The Value of Open Space as a Waterfront Use: a Mixed Methods Study on the Gulf Coast

This paper examines the extent to which Gulf Coast communities value waterfront green space preservation versus developing waterfront open space. Urban green space near waterfront areas includes socially valued landscapes such as scenic sites, wilderness areas, historic and cultural resources, recreation areas, rivers, lakes, estuaries, and salt marshes. Green space provides a wide variety of goods and services including aesthetics, wildlife habitat, recreational opportunities, urban heat island reduction, air quality improvements, stormwater runoff amelioration, energy use reductions, exercise opportunities, a place to relax, and increased real estate values. Many wetlands along the Gulf Coast offer prime examples of how continued degradation of green space increases socioeconomic and biophysical vulnerabilities at local and regional scales. Nevertheless, green space policy-making is complicated by local governments’ dependence on property taxes for operating revenue as well as increasingly limited municipal budgets which exacerbate opportunity costs.

Despite these challenges, it is critical to consider the benefits of green space when evaluating waterfront uses, particularly in places characterized by increasingly land consumptive development patterns such as those along the Gulf Coast. The overall goal of this research is to assist coastal communities in making informed decisions about waterfront planning and management towards increased social and ecological resilience.
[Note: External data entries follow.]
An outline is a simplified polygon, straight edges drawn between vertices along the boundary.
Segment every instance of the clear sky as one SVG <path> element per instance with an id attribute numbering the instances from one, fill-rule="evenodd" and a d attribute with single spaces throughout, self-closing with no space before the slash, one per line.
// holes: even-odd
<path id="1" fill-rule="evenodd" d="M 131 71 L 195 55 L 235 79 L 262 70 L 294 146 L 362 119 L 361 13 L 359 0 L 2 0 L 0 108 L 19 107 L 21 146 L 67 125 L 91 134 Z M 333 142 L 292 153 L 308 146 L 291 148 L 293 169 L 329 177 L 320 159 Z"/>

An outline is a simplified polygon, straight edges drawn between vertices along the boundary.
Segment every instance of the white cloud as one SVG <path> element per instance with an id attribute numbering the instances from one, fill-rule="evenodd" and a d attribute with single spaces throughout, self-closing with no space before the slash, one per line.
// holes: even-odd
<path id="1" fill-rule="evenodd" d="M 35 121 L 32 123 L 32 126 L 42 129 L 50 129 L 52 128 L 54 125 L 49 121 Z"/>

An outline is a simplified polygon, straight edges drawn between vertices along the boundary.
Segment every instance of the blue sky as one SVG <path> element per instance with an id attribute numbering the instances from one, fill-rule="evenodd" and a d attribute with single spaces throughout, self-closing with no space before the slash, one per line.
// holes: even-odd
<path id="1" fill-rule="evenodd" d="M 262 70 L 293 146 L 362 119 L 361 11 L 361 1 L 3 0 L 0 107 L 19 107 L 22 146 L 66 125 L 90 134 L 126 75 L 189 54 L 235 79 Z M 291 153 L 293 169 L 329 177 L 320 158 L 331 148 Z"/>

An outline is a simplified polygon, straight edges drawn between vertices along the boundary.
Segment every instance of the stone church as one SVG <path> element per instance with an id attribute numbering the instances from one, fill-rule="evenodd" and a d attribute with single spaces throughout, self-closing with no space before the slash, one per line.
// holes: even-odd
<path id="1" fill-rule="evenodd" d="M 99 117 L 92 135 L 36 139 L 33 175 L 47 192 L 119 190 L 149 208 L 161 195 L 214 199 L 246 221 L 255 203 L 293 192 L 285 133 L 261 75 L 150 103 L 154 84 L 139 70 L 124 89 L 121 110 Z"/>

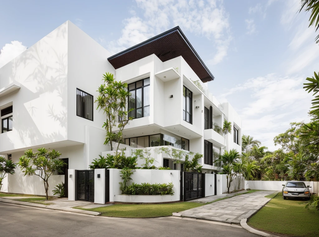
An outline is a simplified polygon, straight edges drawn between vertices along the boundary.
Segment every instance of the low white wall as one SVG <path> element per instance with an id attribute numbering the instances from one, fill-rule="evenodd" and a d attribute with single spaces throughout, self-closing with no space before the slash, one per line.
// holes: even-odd
<path id="1" fill-rule="evenodd" d="M 205 174 L 205 196 L 215 195 L 215 175 Z"/>
<path id="2" fill-rule="evenodd" d="M 271 190 L 279 191 L 282 189 L 282 185 L 286 184 L 287 181 L 262 181 L 261 180 L 249 180 L 246 181 L 248 183 L 248 187 L 251 189 L 256 190 Z M 305 181 L 306 186 L 311 187 L 309 188 L 311 193 L 318 193 L 319 182 L 313 181 Z"/>
<path id="3" fill-rule="evenodd" d="M 24 173 L 16 169 L 13 174 L 8 174 L 8 192 L 35 195 L 45 195 L 43 180 L 36 175 L 24 176 Z M 51 175 L 48 180 L 48 195 L 53 196 L 52 192 L 56 185 L 64 183 L 64 175 Z M 2 191 L 2 189 L 1 191 Z"/>
<path id="4" fill-rule="evenodd" d="M 120 176 L 121 170 L 110 169 L 109 171 L 110 202 L 115 202 L 115 198 L 116 195 L 122 194 L 122 192 L 120 190 L 120 184 L 119 184 L 119 182 L 122 181 Z M 130 184 L 133 182 L 138 184 L 141 184 L 142 183 L 148 183 L 151 184 L 172 183 L 174 185 L 173 188 L 174 194 L 169 195 L 171 198 L 170 201 L 177 201 L 180 200 L 180 172 L 179 170 L 135 170 L 131 176 L 132 180 L 131 180 Z M 156 198 L 154 198 L 154 200 L 156 199 Z M 149 202 L 139 201 L 137 202 L 160 202 L 152 201 Z"/>
<path id="5" fill-rule="evenodd" d="M 94 203 L 100 204 L 105 203 L 105 169 L 94 170 Z M 98 178 L 99 174 L 100 178 Z"/>
<path id="6" fill-rule="evenodd" d="M 176 201 L 174 195 L 115 195 L 115 202 L 124 203 L 164 203 Z"/>

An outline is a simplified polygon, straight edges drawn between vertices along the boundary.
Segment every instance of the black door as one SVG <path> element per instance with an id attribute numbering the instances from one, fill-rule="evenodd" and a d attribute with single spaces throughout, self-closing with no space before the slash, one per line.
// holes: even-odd
<path id="1" fill-rule="evenodd" d="M 65 164 L 63 166 L 62 168 L 62 172 L 59 173 L 60 175 L 64 175 L 64 197 L 68 197 L 68 170 L 69 169 L 69 158 L 64 158 L 62 159 L 64 161 Z"/>
<path id="2" fill-rule="evenodd" d="M 77 173 L 77 199 L 94 202 L 94 171 L 78 170 Z"/>

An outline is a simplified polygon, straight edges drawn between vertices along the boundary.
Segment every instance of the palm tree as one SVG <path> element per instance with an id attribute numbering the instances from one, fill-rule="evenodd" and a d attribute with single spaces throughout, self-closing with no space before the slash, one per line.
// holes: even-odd
<path id="1" fill-rule="evenodd" d="M 241 137 L 241 149 L 242 151 L 250 149 L 254 146 L 259 146 L 261 142 L 258 140 L 254 140 L 254 137 L 243 135 Z"/>
<path id="2" fill-rule="evenodd" d="M 231 133 L 232 132 L 232 122 L 227 122 L 226 119 L 224 120 L 224 125 L 223 126 L 223 132 L 225 134 L 227 132 Z"/>
<path id="3" fill-rule="evenodd" d="M 315 28 L 316 31 L 319 28 L 319 0 L 301 0 L 300 3 L 301 7 L 299 10 L 299 12 L 304 8 L 305 8 L 305 11 L 311 11 L 311 14 L 309 18 L 310 23 L 309 27 L 315 24 Z M 317 19 L 316 20 L 316 18 Z M 317 41 L 316 43 L 319 42 L 319 35 L 318 35 L 315 40 Z"/>

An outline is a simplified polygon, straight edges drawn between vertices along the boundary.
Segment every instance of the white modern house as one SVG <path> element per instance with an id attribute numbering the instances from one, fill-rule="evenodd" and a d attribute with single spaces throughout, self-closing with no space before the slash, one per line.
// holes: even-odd
<path id="1" fill-rule="evenodd" d="M 68 169 L 87 170 L 99 155 L 111 153 L 103 144 L 105 115 L 94 103 L 106 72 L 131 93 L 134 118 L 121 144 L 127 152 L 160 146 L 199 152 L 206 173 L 218 171 L 213 161 L 225 150 L 241 153 L 240 118 L 209 92 L 214 78 L 179 27 L 112 56 L 68 21 L 0 68 L 0 154 L 17 162 L 28 149 L 59 150 L 68 164 L 52 176 L 51 190 L 70 184 Z M 230 133 L 215 131 L 224 119 Z M 180 168 L 164 153 L 154 164 Z M 2 191 L 43 194 L 38 177 L 23 175 L 19 168 L 8 175 Z"/>

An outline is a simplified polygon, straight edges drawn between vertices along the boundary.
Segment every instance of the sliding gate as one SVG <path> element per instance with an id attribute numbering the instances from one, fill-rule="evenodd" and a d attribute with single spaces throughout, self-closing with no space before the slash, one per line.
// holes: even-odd
<path id="1" fill-rule="evenodd" d="M 184 172 L 184 201 L 205 197 L 205 174 Z"/>
<path id="2" fill-rule="evenodd" d="M 94 170 L 77 170 L 76 200 L 94 202 Z"/>

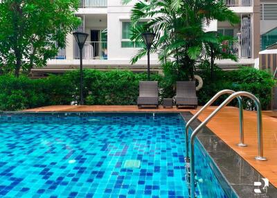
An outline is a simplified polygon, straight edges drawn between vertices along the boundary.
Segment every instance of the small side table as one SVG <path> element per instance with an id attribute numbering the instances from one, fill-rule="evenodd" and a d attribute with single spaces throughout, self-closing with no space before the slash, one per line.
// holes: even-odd
<path id="1" fill-rule="evenodd" d="M 173 99 L 172 98 L 163 98 L 163 108 L 172 108 L 173 107 Z"/>

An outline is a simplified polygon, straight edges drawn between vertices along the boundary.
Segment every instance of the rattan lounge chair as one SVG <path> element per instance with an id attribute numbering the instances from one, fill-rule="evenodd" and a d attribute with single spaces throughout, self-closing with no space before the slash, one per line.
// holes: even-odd
<path id="1" fill-rule="evenodd" d="M 179 81 L 177 82 L 176 107 L 193 106 L 197 107 L 198 100 L 196 96 L 195 81 Z"/>
<path id="2" fill-rule="evenodd" d="M 159 107 L 157 81 L 140 81 L 139 96 L 138 97 L 138 109 L 142 106 L 151 105 Z"/>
We used a mixed methods, multi-disciplinary approach to generate an in-depth understanding of how communities value and use waterfront spaces. Facilitated group discussions are conducted to generate insights about emerging phenomena and obtain contextual information (including environmental and social inequities). In addition, we incorporate these findings into a general population mail survey to determine tradeoffs among alternative waterfront uses and development scenarios. Finally, a revealed preference model was employed using market transaction data.

Findings expand on notions about community attitudes and values towards public goods and the local actions needed to efficiently manage those goods to improve social-ecological adaptations. Results point to the need for public intervention to address market failures, including public acquisition of land, regulatory approaches, and incentive-based approaches. Implications for planning and policy are considered in addition to recommendations for outreach education.